Today, the town is populated by slightly more than 2500 residents strewn across less than 900 households. That demographic alone places it squarely between a charming, sleepy village and Smalltown, America. Near the site of the former foundry, the former business center of town can still be seen along the intersection of Route 15 and Morris Farm Road. The former post office, grist mill and a number of other notable buildings can still be seen there today, albeit in different incarnations - mainly collectable and antique shops. My personal favorite was the former general store that is now home to the Millside Café.
The Millside Café is a quaint establishment that sits beside a picturesque babbling brook and somehow, retains the charming simplicity of a bygone era, even as traffic speeds by at a relentless pace along the heavily traveled Route 15. And even though this well traveled byway sits barely a dozen or so yards from the establishment's front door, the sound of speeding automobiles goes almost unnoticed as the serene setting takes prominence above all else.
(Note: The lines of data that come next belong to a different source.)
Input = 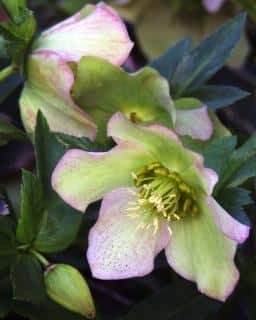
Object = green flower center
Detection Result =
[129,162,198,235]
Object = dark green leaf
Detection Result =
[119,281,220,320]
[12,254,45,304]
[190,85,250,109]
[171,14,246,98]
[35,112,66,207]
[215,134,256,195]
[0,117,27,146]
[34,203,83,253]
[218,188,253,226]
[203,136,237,175]
[17,170,44,244]
[149,38,192,81]
[0,0,26,24]
[34,113,82,253]
[55,133,103,151]
[228,155,256,187]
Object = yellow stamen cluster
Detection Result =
[129,162,198,233]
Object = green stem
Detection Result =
[29,249,50,268]
[0,64,16,81]
[237,0,256,21]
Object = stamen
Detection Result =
[127,162,199,235]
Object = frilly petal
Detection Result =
[87,188,169,280]
[166,192,239,301]
[20,51,97,139]
[33,3,133,65]
[175,106,213,141]
[52,142,153,212]
[206,197,250,243]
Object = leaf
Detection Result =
[215,134,256,195]
[149,38,192,81]
[218,188,253,226]
[0,74,22,103]
[174,98,203,110]
[55,133,104,151]
[35,112,66,208]
[34,203,83,253]
[119,280,221,320]
[72,57,174,143]
[0,0,26,24]
[203,136,237,175]
[0,116,27,146]
[171,14,246,98]
[12,254,46,305]
[0,216,16,270]
[189,85,250,109]
[34,112,82,253]
[0,5,36,66]
[17,170,44,244]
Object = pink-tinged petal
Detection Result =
[0,8,9,22]
[175,107,213,141]
[20,51,97,139]
[87,188,169,280]
[203,0,225,13]
[52,143,153,212]
[206,197,250,243]
[166,192,239,301]
[33,3,133,65]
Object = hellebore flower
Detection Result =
[72,57,215,142]
[20,3,133,139]
[52,113,249,301]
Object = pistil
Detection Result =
[128,162,198,234]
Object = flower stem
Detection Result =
[0,64,16,81]
[30,249,50,268]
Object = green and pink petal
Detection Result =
[87,188,170,280]
[33,3,133,65]
[166,192,239,301]
[52,142,154,212]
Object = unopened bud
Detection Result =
[44,264,95,319]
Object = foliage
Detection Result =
[0,0,256,320]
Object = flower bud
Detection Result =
[44,264,95,319]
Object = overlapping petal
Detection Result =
[108,113,218,194]
[33,3,133,65]
[87,188,170,279]
[203,0,225,13]
[206,196,250,243]
[166,194,239,301]
[72,57,175,142]
[175,106,213,141]
[52,142,153,212]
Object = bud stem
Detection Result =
[30,249,50,268]
[0,64,16,81]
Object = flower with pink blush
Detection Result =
[20,3,133,139]
[52,113,249,301]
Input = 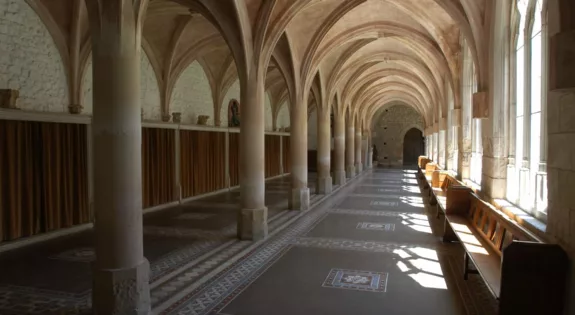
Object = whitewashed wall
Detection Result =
[82,51,162,121]
[170,62,215,126]
[0,0,69,112]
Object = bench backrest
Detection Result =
[425,161,439,176]
[440,174,463,191]
[417,155,431,169]
[467,193,541,256]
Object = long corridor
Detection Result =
[164,169,496,315]
[0,168,496,315]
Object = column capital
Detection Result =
[549,30,575,91]
[472,91,489,119]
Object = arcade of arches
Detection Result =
[0,0,575,314]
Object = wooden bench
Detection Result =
[443,187,568,315]
[430,170,465,218]
[417,155,431,175]
[422,161,440,189]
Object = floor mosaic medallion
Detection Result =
[357,222,395,231]
[322,268,387,292]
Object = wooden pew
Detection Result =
[422,161,440,196]
[430,170,465,218]
[443,190,568,315]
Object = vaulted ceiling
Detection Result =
[30,0,492,125]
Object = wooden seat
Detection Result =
[443,186,568,315]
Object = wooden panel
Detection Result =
[282,136,291,174]
[0,120,90,242]
[265,135,281,178]
[142,128,177,208]
[229,133,240,187]
[180,130,226,198]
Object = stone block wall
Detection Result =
[170,61,215,126]
[307,109,317,150]
[0,0,69,112]
[372,105,424,165]
[277,102,290,128]
[82,50,162,121]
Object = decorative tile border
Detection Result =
[356,222,395,232]
[377,188,401,193]
[322,269,388,292]
[369,200,399,207]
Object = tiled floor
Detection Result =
[0,169,496,315]
[0,174,332,315]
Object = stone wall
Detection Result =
[82,50,162,121]
[0,0,69,112]
[264,93,274,131]
[220,80,273,131]
[220,80,241,127]
[307,109,317,150]
[170,62,215,126]
[372,105,424,165]
[277,102,290,128]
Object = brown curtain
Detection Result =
[142,128,177,208]
[229,132,240,187]
[180,130,226,198]
[282,136,291,174]
[0,120,90,241]
[265,135,281,178]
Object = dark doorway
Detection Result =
[403,128,424,165]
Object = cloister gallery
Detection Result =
[0,0,575,315]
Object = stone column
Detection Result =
[88,1,151,315]
[288,97,309,211]
[458,41,474,180]
[366,130,373,169]
[482,1,512,198]
[345,115,355,178]
[354,117,363,174]
[516,22,545,209]
[333,113,345,185]
[535,15,549,211]
[238,71,268,241]
[317,106,332,195]
[542,19,575,314]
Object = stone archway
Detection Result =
[403,128,425,165]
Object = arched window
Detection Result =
[470,65,483,185]
[507,0,547,218]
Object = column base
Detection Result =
[333,171,345,186]
[345,165,355,178]
[317,177,333,195]
[92,258,152,315]
[238,207,268,241]
[289,187,309,211]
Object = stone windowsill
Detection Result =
[493,199,547,239]
[465,180,547,240]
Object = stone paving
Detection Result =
[0,169,496,315]
[0,174,328,315]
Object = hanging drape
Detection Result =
[180,130,226,198]
[265,135,281,178]
[282,136,291,174]
[229,132,240,187]
[142,128,177,209]
[0,120,90,241]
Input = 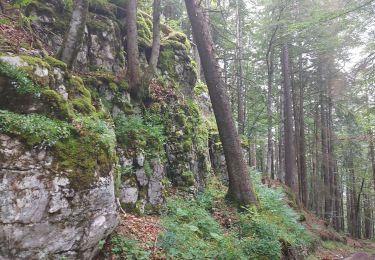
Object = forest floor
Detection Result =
[103,211,375,260]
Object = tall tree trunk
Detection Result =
[296,54,309,207]
[148,0,161,71]
[278,90,285,183]
[57,0,89,68]
[140,0,161,100]
[236,0,245,135]
[318,60,332,223]
[327,81,337,225]
[126,0,141,100]
[266,50,274,176]
[185,0,257,205]
[368,130,375,189]
[363,193,374,239]
[281,43,298,197]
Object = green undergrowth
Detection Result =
[0,110,72,146]
[111,234,150,260]
[0,61,41,96]
[115,113,165,157]
[53,117,116,189]
[159,172,316,259]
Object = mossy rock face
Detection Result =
[0,56,115,190]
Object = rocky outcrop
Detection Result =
[0,0,210,259]
[0,134,117,259]
[0,53,118,259]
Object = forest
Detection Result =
[0,0,375,260]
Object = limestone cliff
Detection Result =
[0,0,214,259]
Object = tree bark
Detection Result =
[148,0,161,71]
[126,0,140,100]
[266,50,274,176]
[57,0,89,69]
[281,43,298,197]
[363,193,374,239]
[368,130,375,189]
[185,0,257,205]
[318,60,332,223]
[298,55,309,207]
[236,0,245,135]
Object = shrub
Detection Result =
[111,235,149,260]
[0,110,72,146]
[0,61,41,96]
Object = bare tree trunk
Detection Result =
[250,142,258,169]
[296,55,309,207]
[368,130,375,189]
[318,60,332,223]
[281,43,298,197]
[236,0,245,135]
[185,0,257,205]
[266,51,274,176]
[278,94,285,183]
[148,0,161,74]
[57,0,89,68]
[363,193,374,239]
[126,0,141,100]
[140,0,161,100]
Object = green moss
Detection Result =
[0,61,41,96]
[108,82,118,92]
[41,89,75,120]
[67,76,91,99]
[137,14,152,46]
[194,81,208,96]
[159,48,177,78]
[181,171,195,186]
[53,117,115,189]
[44,56,67,71]
[162,31,191,52]
[71,98,96,115]
[87,13,113,34]
[67,76,96,115]
[182,138,193,152]
[0,110,71,146]
[21,55,51,70]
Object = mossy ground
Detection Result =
[0,53,115,189]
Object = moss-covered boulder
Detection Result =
[0,55,118,259]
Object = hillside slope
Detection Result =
[0,0,374,259]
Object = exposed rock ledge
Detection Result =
[0,134,118,259]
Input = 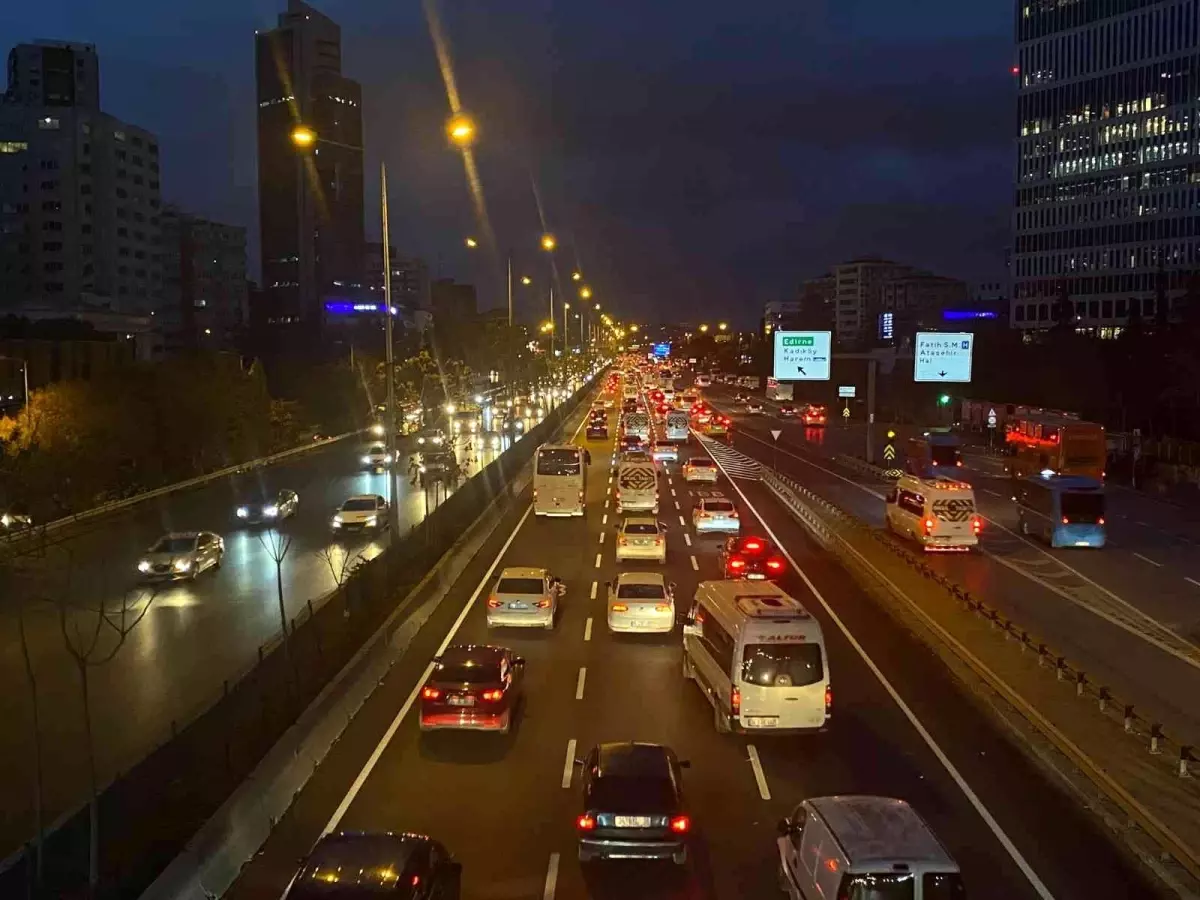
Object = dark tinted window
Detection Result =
[742,643,824,688]
[496,578,546,594]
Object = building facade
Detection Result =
[0,42,162,324]
[1010,0,1200,337]
[256,0,364,334]
[162,205,250,348]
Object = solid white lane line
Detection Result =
[563,738,575,787]
[692,460,1054,900]
[746,744,770,800]
[541,853,558,900]
[320,508,530,838]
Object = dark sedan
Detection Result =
[421,644,524,734]
[575,742,691,865]
[238,490,300,524]
[283,832,462,900]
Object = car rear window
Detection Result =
[625,522,659,534]
[742,643,824,688]
[496,578,546,594]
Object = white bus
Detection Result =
[533,444,590,516]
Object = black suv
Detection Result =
[575,742,691,865]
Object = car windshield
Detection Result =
[150,538,196,553]
[742,643,824,688]
[496,578,546,595]
[538,449,582,475]
[617,584,666,600]
[625,522,659,534]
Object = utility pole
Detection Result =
[379,162,398,528]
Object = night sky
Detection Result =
[0,0,1015,324]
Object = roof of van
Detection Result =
[808,796,954,866]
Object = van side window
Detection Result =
[896,491,925,516]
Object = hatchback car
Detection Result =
[575,742,691,865]
[721,535,787,581]
[487,566,566,629]
[236,488,300,524]
[421,644,524,734]
[683,456,720,485]
[329,493,388,532]
[283,832,462,900]
[617,516,667,563]
[691,491,742,534]
[605,572,674,635]
[138,532,224,581]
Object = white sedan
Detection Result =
[607,572,674,635]
[487,566,566,629]
[617,516,667,563]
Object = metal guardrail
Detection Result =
[762,462,1200,880]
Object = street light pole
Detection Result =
[379,162,398,524]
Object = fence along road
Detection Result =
[0,422,532,858]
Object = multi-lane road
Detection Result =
[220,393,1148,900]
[0,421,525,858]
[712,389,1200,744]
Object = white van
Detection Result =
[683,581,833,733]
[884,475,983,552]
[617,458,659,514]
[776,797,966,900]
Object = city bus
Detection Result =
[1004,412,1108,481]
[1014,469,1104,547]
[533,444,590,516]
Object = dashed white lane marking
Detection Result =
[746,744,770,800]
[563,738,575,787]
[541,853,558,900]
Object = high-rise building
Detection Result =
[0,42,162,324]
[1010,0,1200,337]
[162,205,248,347]
[256,0,364,334]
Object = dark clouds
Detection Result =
[0,0,1013,318]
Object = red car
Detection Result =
[721,535,787,581]
[421,643,524,734]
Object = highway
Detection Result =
[0,421,535,858]
[710,389,1200,743]
[226,391,1148,900]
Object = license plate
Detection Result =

Upon entering, we were greeted by a well-mannered server who allowed us to choose our own table. Of course, we chose one in the rear corner of the dining room which gave us a commanding view of the establishment, and one where our picture-taking would not impede upon the privacy of those around us. We sat and chatted, and over coffee gave the room something more than a cursory glance. Upon the well-worn wood floor that revealed previous layouts of the building's past incarnations, sat an eclectic array of mismatched tables and chairs that were artifacts and antiques from varied eras. There was a variety of baker's tables, kitchen tables and desks that ran the gamut of historical epochs. Baskets denoting different styles of American folk-craft hung from the plaster ceilings. Peripheral furniture ranged from early American china cabinets to colonial pantries. Even the salt and pepper shakers were mismatched, displaying an array of nostalgic design; several styles representative of those that sat on my grandparents' table when I was a child. For we lovers of history, this dining room was a sensory delight.
But in truth, we had come here to eat, not gawk. So over a second cup of coffee, we perused the Millside Café's breakfast menu.
The menu was filled with an ample array of your typical breakfast fare; pancakes, french toast, eggs and particularly, omelets - priced between 5 and 8 bucks each. And judging by the portions that went by our table en route to hungry patrons, it seemed to be everything one would expect from a hearty country-style breakfast.